3.3. Prediction of Deformations and Defects in Textile Structures

Defects in textile macrostructures—woven or knitted—are one of the main causes of production losses. They result from various factors, such as residual tension in the threads, dropped stitches, broken warp threads, or deviations during dyeing or printing [83]. Most of these issues are detected too late, after the fabric or the product made from it has already been produced, and sometimes only during customer inspection. Standard quality control relies primarily on visual checks at the entry/exit points of the company [84], as well as on automated imaging systems, which are still limited in their application [85]. However, neither visual nor automatic inspections provide the ability for defect prediction and early response.
A DT applied in this area can combine real-time sensor data (e.g., thread tension, temperature, humidity, production speed) with predefined control models to predict the occurrence of defects. This virtual model simulates how specific production conditions, such as environmental changes, component wear, or the use of threads with reduced strength, would affect the textile macrostructure. When risk thresholds are reached, the system can suggest timely adjustments: reducing weaving speed, replacing the yarn guide, changing humidity, or lowering the tension.
The expected benefits are significant. From an economic perspective, early problem prediction leads to less waste, higher fabric quality, and lower costs for returns and complaints. Environmentally, the need for re-production and related resource consumption is reduced. Socially, customer trust is improved, and the transparency of the production process is increased.
The challenges of DT implementation include the need for high-quality input data and the development of accurate models representing the behaviour of materials and machines. The system must also be adapted to different types of input textile raw materials and variations in the production line. In addition, not all factories have the necessary infrastructure for integrating sensors and maintaining analytical platforms.
Below are some possible scenarios where DT could be used:
  • Sportswear manufacturing
A high-tech sportswear company implements a DT that simulates how different knitted macrostructures respond to repetitive physical movements (e.g., running or cycling). The model tracks fabric tension along its length and zones of increased friction. It also analyses the risk of deformations in areas such as knees, elbows, and shoulders. Based on these simulations, designers adjust the pattern and select more durable fibres/yarns for the sensitive zones.
  • Automotive textiles
A manufacturer of automotive upholstery uses a DT that simulates long-term seat loading under various temperatures and humidity conditions. The model predicts how the textile structure will be worn or fade after two years of use. Based on this, engineers replace the original fabric with a more durable alternative, reducing the need for warranty replacements.
  • Medical textiles
A medical textile factory creates a virtual model of surgical garments subjected to sterilisation (high temperature, steam, chemical agents) and subsequent use in an operating-room environment. The DT reveals that after the third sterilisation, the fabric in certain areas loses elasticity. This leads to the replacement of specific yarns in the fabric macrostructure or reinforcement of vulnerable zones, thus increasing safety and comfort for medical staff while reducing the cost of frequent garment replacement.

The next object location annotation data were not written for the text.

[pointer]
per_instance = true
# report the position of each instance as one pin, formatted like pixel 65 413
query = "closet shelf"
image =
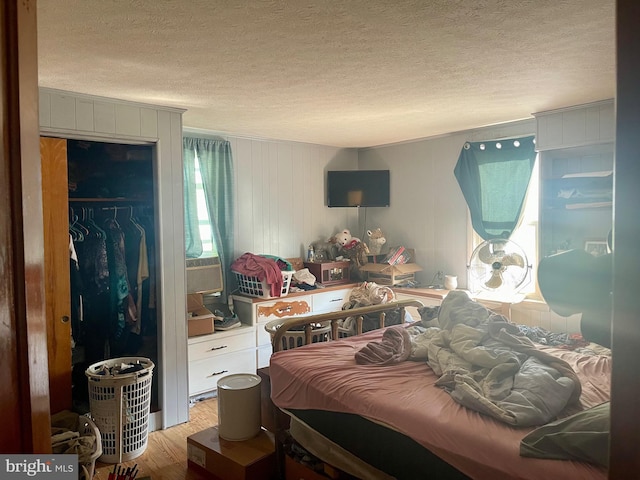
pixel 108 200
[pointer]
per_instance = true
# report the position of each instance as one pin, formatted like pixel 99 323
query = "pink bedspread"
pixel 325 376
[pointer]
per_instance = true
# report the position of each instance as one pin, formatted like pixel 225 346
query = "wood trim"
pixel 625 424
pixel 56 270
pixel 24 376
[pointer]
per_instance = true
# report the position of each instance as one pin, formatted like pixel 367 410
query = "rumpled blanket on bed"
pixel 394 347
pixel 486 364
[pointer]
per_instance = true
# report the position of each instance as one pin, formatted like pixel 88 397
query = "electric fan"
pixel 498 265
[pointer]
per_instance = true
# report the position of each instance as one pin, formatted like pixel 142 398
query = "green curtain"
pixel 216 168
pixel 193 242
pixel 494 177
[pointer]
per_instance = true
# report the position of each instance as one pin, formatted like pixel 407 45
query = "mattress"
pixel 403 397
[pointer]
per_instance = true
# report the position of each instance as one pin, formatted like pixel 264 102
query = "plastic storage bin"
pixel 254 287
pixel 119 401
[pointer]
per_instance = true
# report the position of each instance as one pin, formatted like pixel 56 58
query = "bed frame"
pixel 333 318
pixel 279 421
pixel 372 443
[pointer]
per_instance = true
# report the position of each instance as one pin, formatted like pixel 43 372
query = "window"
pixel 526 232
pixel 209 248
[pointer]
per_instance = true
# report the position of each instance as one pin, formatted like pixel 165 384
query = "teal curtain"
pixel 216 169
pixel 494 177
pixel 193 242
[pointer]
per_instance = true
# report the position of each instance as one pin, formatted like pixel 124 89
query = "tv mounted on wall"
pixel 358 188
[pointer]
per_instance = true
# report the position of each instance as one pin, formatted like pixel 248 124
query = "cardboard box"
pixel 383 273
pixel 297 471
pixel 200 320
pixel 226 460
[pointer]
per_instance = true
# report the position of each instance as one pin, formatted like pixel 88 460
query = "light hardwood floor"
pixel 166 455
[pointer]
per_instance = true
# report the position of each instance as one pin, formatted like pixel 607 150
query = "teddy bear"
pixel 353 249
pixel 376 240
pixel 345 240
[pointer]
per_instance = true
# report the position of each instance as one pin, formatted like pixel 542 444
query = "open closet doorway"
pixel 100 261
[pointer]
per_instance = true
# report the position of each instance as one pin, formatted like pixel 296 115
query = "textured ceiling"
pixel 353 73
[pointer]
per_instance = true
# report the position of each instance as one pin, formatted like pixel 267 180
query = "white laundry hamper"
pixel 119 405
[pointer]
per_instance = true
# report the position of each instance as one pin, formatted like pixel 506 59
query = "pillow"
pixel 583 436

3.4. Simulation of Energy Efficiency in Textile Processes

Energy consumption in the textile industry is high, particularly during thermal processes such as wool washing, lustering, sizing, dyeing, heat setting, and others. However, accurate data on actual energy use at each stage of the production line is often lacking [86]. As a result, the ability to forecast peak loads and energy losses is limited. In most cases, optimisation relies on general energy reports, which do not support dynamic energy management [87].
A DT applied in the context of energy simulation can model in real time how a specific production process consumes energy, depending on the material, machine configuration, and environmental factors such as ambient temperature or humidity. Based on sensor data and production schedules, the system simulates energy flows and identifies where losses accumulate. This enables the implementation of corrective actions: changing the processing sequence or adjusting parameters. The DT can suggest shifting operations to time slots with lower consumption and lower energy costs.
The benefits of such a model are related to the direct reduction in energy costs and the achievement of targeted environmental indicators. In addition, the use of simulation scenarios through a DT allows manufacturers to test energy efficiency during the implementation of new products or technologies already at the planning stage.
The main challenges include the need for reliable and calibrated sensors, as well as the adaptation of the virtual model to different types of machines and textile technologies. Collaboration between energy managers, technologists, and IT specialists is also essential for successful integration.
DT implementation may take the form of various energy applications, such as these hypothetical examples:
  • Optimisation of drying in a dyeing unit
In a dyeing facility, a DT simulates the drying process under various settings of temperature, air flow, and fabric type. The model determines that at a lower temperature, compensated by longer drying time, the same fabric quality is achieved with 18% less energy consumption. The system automatically recommends a new settings profile.
  • Peak-hour energy-load management
In a large weaving mill, the DT forecasts the energy consumption of all active production lines for the next 6 h. Based on the simulations, the system suggests shifting part of the processes to off-peak hours in order to avoid exceeding the contracted capacity and incurring additional charges from the energy provider.
  • Comparison between conventional and energy-efficient technologies
A factory is planning to replace its old heat-setting line with a new model. Before purchasing, a DT is created to simulate the production process with both types of equipment under identical parameters. The simulation shows that the new technology will reduce energy consumption by 22% while maintaining the same capacity, thus justifying the investment.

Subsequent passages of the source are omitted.